Nesta acção, o governo do Benim anunciou que o exército legalista tinha tido sucesso e opôs-se ao golpe de algumas facções dentro do exército. Esta declaração seguiu-se a uma breve declaração no início do dia de um grupo de soldados que afirmava ter derrubado o Presidente Patrice Talon. O Ministro do Interior, Alassane Seidou, dirigiu-se à nação pela televisão, confirmando que as forças armadas e a sua liderança estão dedicadas à República e à protecção das suas instituições.
A manhã de domingo começou com relatos de tiros na capital, Cotonou, numa atmosfera tensa, enquanto jornalistas teriam sido feitos reféns na estrada estadual. Segundo um conselheiro presidencial, o Presidente Talon é protegido pela embaixada francesa.
Seidou detalha como uma pequena disputa dos militares tentou zombar da oferta para desacreditar o país. No entanto, as forças legalistas agiram de forma decisiva para controlar a situação. Testemunhas oculares relataram helicópteros militares sobrevoando o topo e a presença de seguranças, onde há estradas em áreas estratégicas de Cotonou fortemente bloqueadas pelas forças armadas.

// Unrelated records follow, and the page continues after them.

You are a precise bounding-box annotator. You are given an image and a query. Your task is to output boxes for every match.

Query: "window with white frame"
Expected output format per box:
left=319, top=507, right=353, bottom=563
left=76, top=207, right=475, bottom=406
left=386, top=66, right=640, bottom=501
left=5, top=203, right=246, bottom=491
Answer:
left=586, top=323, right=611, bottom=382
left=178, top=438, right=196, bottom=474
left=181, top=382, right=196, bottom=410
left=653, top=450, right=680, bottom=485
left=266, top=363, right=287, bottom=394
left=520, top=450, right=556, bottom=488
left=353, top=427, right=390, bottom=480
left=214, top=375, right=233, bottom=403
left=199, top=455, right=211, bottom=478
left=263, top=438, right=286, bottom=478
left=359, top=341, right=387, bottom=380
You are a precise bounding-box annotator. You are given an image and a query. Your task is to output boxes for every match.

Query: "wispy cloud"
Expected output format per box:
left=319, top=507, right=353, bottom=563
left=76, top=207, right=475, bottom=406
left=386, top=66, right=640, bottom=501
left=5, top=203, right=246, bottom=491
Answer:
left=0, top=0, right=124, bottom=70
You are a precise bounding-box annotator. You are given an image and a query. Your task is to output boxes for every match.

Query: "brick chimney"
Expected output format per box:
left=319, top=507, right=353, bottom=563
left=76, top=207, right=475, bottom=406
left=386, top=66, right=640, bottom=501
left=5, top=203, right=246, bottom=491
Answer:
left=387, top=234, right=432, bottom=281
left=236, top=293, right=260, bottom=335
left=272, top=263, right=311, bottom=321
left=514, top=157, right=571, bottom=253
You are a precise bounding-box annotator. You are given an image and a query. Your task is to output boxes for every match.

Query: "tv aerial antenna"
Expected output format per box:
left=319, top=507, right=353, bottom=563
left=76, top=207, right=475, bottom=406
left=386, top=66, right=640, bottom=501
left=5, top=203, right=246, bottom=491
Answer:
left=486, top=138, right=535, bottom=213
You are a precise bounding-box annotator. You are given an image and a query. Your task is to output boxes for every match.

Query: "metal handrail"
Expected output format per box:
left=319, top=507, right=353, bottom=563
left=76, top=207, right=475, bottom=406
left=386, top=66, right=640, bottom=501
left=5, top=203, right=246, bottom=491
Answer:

O caos inspirou o desenvolvimento das embaixadas francesa e russa, encorajando os seus cidadãos a ficarem em casa, enquanto a embaixada americana aconselhava a evitar as proximidades do complexo presidencial.
A tentativa de golpe terá sido liderada pelo tenente-coronel Pascal Tigri, que condenou o presidente Talon como governador da sua administração, citando preocupações sobre o agravamento dos danos no norte do Benim. O exército tem enfrentado desafios e existe uma ameaça representada por grupos jihadistas ligados ao Estado Islâmico e à Al-Qaeda, espalhados pelas áreas remotas do Níger e do Burkina Faso. Além disso, os militares rebeldes criticaram os recentes cortes nos cuidados de saúde, o aumento dos impostos e as restrições à actividade política.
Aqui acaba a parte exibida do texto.